How the Facebook News Feed Algorithm Shapes Your Friendships

Facebook has taken on more responsibility for your social life than you might think. I think most people assume they are seeing most of what their friends say, but they aren't, as a recent Daily Beast investigation showed.

The service takes all your friends and decides, based on a secret ranking system, which of the things they say should show up in your News Feed. Because that feed is the default way that most people see stuff on Facebook, that algorithm has become the de facto social filter for hundreds of millions of people. Even if you would never consciously consider using an algorithm to shape your friendships -- surprise! -- you already do.

And yet we don't know much about how Facebook's system actually works. So, the Daily Beast, led by editor Thomas Weber, devised a simple and interesting experiment. They got a Facebook newbie to sign up and twelve volunteers to friend him. When he updated his status or shared a link, they watched their own feeds to see if his posts showed up. Often, they didn't. It helped if he shared a link. And it helped a lot if he shared a photo or video. But those little, "Heading to the grocery store" tidbits? They were heading out into cybernothingness.

All of which leads me to the inevitable recasting of the old tree-forest question: If a Facebook user posts and the algorithm decides that no one should hear it, did he really write something?

Here's Weber's conclusion from the Beast:

For average users, cracking the Facebook code is something of a fun puzzle.
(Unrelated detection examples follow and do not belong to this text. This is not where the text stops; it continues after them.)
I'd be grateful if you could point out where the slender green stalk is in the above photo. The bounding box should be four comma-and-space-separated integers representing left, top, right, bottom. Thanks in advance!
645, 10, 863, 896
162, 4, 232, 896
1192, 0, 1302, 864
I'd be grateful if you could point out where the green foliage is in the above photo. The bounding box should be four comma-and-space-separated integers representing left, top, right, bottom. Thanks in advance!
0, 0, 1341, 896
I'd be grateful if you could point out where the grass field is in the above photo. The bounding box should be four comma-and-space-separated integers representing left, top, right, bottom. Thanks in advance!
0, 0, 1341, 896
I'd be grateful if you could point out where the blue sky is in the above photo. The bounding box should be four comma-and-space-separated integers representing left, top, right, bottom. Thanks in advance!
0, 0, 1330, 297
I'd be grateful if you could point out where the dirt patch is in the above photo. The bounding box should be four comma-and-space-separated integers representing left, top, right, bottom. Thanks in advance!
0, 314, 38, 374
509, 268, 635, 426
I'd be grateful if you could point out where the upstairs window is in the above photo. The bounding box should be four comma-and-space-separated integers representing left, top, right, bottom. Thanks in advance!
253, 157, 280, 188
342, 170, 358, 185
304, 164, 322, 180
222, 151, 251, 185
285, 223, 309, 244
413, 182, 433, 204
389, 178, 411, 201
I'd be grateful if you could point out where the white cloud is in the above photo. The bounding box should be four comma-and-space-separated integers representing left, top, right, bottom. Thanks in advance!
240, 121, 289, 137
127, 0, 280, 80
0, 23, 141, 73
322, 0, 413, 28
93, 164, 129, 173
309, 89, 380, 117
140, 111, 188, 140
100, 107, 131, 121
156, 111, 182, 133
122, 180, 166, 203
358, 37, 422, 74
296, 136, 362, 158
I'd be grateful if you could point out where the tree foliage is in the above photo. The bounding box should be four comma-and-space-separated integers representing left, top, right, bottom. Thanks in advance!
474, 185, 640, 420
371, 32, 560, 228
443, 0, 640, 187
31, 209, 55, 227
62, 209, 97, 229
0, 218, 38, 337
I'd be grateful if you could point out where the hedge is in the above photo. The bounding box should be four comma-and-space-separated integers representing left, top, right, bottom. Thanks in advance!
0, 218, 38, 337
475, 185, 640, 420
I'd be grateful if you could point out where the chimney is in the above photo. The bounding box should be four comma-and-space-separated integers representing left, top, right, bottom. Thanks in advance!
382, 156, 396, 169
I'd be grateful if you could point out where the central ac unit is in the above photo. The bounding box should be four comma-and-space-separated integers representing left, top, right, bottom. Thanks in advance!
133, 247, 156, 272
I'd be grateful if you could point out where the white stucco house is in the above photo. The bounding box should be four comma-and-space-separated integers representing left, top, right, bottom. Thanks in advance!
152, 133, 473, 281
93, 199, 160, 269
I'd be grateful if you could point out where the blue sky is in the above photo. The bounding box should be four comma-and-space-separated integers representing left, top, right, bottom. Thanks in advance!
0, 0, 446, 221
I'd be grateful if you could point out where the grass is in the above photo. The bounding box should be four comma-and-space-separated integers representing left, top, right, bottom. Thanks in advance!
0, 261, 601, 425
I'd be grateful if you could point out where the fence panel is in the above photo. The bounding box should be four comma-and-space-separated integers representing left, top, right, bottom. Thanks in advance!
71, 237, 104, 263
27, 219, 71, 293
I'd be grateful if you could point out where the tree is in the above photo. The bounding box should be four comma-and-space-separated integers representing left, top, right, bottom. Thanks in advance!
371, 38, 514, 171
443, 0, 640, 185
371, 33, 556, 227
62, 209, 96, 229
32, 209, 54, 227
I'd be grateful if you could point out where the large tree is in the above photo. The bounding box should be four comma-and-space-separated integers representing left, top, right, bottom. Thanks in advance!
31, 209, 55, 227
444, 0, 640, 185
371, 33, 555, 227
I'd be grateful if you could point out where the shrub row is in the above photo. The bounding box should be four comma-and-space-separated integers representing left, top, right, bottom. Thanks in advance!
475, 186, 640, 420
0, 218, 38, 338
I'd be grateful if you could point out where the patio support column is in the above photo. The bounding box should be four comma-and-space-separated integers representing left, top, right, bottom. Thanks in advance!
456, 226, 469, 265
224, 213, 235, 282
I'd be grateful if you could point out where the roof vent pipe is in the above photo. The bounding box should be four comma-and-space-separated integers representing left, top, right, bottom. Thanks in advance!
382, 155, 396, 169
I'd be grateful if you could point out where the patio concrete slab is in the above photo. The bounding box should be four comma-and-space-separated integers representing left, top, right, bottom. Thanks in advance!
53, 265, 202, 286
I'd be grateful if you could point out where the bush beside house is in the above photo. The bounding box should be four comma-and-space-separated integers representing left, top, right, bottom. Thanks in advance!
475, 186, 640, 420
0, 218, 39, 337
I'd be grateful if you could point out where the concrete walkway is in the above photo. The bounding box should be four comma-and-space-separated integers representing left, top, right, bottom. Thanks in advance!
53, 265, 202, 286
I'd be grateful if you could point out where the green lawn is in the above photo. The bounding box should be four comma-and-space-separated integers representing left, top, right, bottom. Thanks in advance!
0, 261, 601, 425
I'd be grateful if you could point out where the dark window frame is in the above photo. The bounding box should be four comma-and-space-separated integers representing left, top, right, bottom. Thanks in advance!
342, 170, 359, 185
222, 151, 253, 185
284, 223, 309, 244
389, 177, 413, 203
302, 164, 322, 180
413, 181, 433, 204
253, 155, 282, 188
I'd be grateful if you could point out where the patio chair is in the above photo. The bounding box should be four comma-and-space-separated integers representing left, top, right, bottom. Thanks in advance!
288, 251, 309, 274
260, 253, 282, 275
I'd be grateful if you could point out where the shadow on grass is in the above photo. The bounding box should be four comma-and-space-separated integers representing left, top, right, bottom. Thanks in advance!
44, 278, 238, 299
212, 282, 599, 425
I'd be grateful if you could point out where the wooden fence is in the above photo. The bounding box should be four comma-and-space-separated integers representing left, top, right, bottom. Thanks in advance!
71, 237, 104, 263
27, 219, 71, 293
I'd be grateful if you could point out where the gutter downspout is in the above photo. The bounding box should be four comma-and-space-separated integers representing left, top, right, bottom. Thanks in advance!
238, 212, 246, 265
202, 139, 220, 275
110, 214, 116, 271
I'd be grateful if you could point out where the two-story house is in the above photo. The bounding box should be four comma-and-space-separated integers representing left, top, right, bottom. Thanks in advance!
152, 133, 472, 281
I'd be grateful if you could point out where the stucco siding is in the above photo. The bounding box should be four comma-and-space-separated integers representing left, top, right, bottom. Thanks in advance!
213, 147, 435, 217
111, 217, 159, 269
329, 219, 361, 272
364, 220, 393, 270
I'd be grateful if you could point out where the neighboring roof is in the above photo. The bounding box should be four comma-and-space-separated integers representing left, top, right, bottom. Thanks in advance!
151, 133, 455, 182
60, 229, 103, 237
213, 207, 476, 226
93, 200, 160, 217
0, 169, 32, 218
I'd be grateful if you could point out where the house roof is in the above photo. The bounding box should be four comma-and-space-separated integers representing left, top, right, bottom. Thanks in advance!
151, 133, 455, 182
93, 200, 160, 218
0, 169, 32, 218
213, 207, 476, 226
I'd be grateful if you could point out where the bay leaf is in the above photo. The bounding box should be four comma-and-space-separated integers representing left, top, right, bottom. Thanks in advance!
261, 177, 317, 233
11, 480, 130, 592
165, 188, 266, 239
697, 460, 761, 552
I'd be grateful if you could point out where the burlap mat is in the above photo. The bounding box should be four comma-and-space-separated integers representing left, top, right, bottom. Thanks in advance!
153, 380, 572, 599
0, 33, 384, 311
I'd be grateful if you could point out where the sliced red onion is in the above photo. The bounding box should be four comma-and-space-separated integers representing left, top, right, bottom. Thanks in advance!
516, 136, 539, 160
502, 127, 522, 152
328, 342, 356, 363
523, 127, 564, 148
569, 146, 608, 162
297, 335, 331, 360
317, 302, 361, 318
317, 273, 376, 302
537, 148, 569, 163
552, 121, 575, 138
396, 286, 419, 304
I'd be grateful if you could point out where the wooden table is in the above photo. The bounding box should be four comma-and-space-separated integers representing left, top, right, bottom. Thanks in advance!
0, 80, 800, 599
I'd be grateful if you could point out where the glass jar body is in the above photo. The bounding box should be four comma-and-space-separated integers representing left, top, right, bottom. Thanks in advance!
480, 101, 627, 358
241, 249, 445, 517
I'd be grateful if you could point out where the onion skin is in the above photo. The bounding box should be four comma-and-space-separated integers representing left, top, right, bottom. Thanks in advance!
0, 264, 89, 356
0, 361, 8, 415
But for marketers trying to tap Facebook--or individuals who see the service as a way to promote themselves--understanding how content propagates through the system is anything but a game.

But it also means that many users may not be aware of how much power they've put in the hands of this electronic mediator. (The very concept of the News Feed was controversial as soon as it was unveiled, as chronicled in David Kirkpatrick's The Facebook Effect.)

You might think you've shared those adorable new baby photos or the news of your big promotion with all of your friends. Yet not only does Facebook decide who will and won't see the news, it also keeps the details of its interventions relatively discreet.

All the while, Facebook, like Google, continues to redefine "what's important to you" as "what's important to other people." In that framework, the serendipitous belongs to those who connect directly with their friends in the real world -- or at least take the time to skip their News Feed and go visit their friends' pages directly once in a while.